What is The Age Limit For NSFAS

What is The Age Limit For NSFAS

What is The Age Limit For NSFAS | What is The Age Limit For NSFAS? Maybe you’re in your late twenties or early thirties when you decide to pursue your first degree. However, there is a problem. You simply cannot afford it. You can acquire funding from them provided you meet the NSFAS conditions.

You might be in your twenties or thirties when you decide to seek your first degree. You do have one problem, though: you can’t afford it on your own.
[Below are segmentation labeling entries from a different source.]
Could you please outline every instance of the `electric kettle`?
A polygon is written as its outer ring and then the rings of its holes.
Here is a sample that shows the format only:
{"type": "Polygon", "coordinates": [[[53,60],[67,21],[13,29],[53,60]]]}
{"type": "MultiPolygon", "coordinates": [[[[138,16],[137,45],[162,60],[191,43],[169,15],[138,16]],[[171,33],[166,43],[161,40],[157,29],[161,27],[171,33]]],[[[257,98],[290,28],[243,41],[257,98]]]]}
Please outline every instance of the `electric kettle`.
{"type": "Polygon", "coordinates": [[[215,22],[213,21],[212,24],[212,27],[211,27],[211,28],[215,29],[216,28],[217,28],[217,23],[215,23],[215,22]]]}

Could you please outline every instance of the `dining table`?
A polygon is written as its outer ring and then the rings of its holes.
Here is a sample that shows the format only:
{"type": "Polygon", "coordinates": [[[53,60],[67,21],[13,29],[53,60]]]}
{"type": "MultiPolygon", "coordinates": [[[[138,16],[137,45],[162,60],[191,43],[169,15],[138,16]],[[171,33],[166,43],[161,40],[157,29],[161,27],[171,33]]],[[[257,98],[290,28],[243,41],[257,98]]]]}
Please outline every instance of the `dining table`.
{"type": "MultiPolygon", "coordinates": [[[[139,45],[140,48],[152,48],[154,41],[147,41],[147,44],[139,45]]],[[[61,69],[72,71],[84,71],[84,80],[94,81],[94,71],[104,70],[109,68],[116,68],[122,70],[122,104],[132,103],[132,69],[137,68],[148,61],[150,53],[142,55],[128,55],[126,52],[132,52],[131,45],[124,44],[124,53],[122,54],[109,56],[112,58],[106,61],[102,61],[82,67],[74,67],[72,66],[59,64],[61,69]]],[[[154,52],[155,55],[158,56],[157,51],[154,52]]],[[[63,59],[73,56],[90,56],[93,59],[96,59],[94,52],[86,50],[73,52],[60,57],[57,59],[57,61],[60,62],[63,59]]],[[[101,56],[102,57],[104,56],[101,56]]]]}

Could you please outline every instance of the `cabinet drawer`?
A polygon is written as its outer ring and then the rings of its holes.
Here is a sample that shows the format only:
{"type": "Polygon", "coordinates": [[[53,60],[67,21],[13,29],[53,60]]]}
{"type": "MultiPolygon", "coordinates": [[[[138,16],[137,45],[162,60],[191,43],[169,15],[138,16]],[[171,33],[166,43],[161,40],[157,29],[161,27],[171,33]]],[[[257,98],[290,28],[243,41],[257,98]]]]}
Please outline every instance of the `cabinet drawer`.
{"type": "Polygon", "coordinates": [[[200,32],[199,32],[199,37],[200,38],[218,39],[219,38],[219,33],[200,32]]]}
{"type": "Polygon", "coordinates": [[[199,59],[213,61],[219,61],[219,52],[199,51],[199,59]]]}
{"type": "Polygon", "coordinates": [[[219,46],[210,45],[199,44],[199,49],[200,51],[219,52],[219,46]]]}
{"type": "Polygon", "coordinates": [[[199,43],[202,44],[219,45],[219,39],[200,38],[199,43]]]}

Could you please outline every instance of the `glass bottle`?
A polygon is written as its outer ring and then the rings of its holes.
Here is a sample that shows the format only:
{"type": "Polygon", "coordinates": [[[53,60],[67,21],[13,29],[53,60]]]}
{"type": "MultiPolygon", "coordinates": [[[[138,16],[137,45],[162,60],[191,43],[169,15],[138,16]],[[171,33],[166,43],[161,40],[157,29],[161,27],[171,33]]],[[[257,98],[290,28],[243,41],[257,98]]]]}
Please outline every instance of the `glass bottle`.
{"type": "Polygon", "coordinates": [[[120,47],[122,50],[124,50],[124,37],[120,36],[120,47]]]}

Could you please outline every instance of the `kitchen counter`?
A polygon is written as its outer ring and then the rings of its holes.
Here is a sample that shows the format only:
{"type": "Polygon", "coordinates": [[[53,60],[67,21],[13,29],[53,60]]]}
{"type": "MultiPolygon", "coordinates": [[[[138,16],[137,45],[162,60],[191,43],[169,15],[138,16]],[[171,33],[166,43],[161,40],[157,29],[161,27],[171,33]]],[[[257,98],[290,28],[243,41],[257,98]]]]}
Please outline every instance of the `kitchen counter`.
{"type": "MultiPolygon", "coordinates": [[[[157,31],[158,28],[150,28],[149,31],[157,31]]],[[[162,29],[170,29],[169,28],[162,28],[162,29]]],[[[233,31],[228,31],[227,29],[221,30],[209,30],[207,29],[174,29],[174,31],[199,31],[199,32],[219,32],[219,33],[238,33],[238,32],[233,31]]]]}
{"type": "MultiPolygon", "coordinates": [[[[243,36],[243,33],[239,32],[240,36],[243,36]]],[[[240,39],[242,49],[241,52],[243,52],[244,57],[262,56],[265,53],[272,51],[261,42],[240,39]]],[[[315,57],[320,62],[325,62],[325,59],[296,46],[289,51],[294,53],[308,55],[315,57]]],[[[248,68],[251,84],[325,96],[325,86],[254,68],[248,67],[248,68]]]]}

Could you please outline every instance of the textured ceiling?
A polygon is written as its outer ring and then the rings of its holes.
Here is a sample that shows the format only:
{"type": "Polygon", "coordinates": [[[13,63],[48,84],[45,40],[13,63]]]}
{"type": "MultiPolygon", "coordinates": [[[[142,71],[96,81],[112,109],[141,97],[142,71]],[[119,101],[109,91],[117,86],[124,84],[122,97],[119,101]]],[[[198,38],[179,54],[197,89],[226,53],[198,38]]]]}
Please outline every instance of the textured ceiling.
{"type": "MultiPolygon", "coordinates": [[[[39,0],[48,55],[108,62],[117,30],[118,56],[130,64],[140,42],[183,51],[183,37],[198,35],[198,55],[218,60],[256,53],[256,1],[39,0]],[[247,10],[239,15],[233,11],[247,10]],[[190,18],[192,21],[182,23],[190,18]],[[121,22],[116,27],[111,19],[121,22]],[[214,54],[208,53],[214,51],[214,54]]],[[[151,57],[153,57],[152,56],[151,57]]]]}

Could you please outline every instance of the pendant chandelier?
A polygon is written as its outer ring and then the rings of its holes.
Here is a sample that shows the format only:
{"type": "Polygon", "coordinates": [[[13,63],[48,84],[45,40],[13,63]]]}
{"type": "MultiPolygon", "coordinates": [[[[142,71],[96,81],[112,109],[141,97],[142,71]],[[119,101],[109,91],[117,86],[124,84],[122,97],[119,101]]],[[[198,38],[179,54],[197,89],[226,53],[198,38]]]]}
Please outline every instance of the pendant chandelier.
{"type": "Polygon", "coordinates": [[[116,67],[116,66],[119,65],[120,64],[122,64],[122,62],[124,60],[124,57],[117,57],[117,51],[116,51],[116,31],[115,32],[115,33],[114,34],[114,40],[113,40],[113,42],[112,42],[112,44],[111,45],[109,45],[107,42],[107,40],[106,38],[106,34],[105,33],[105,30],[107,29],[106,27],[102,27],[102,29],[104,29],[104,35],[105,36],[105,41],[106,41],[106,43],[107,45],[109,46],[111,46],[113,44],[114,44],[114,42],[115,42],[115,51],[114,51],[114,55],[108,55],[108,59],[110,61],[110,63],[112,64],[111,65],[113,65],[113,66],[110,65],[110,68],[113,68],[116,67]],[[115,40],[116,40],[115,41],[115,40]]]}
NSFAS Has No Age Limit For Applicants

There’s good news! If you match the conditions, you can be supported by NSFAS regardless of your age.  According to Nsfas they ” don’t discriminate against any color or age,” all applicant has to do is meet the qualifications listed below;

Who qualifies for NSFAS funding?

  • All South African citizens
  • All SASSA grant recipients qualify for funding
  • Applicants whose combined household income is not more than R350 000 per annum
  • A person with a disability: Combined household income must not be more than R600 000 per annum
  • Students who started studying before 2018 whose household income is not more than R122 000 per annum.
See also  Nsfas Bursary Requirements
It is crucial to note, however, that the NSFAS does not fund any postgraduate degrees and advises anyone seeking funding to apply to the National Research Fund (NRF).  Advanced National Diplomas are also not funded.  NSFAS provides financial aid to low-income and working-class future students in universities and vocational schools. NSFAS has financed nearly million students since 1991, and you could be one of them.
NSFAS was previously a loan program, but following the Fees Must Fall movement, it was converted to a bursary program. This implies that anyone who applied in 2018 and subsequent years will not be required to repay the financial aid fund. The only criteria for students to be sponsored are that they pass their modules. NSFAS, on the other hand, allows for considerable leeway in the event of unforeseen circumstances, allowing students to fail one year and still get funding.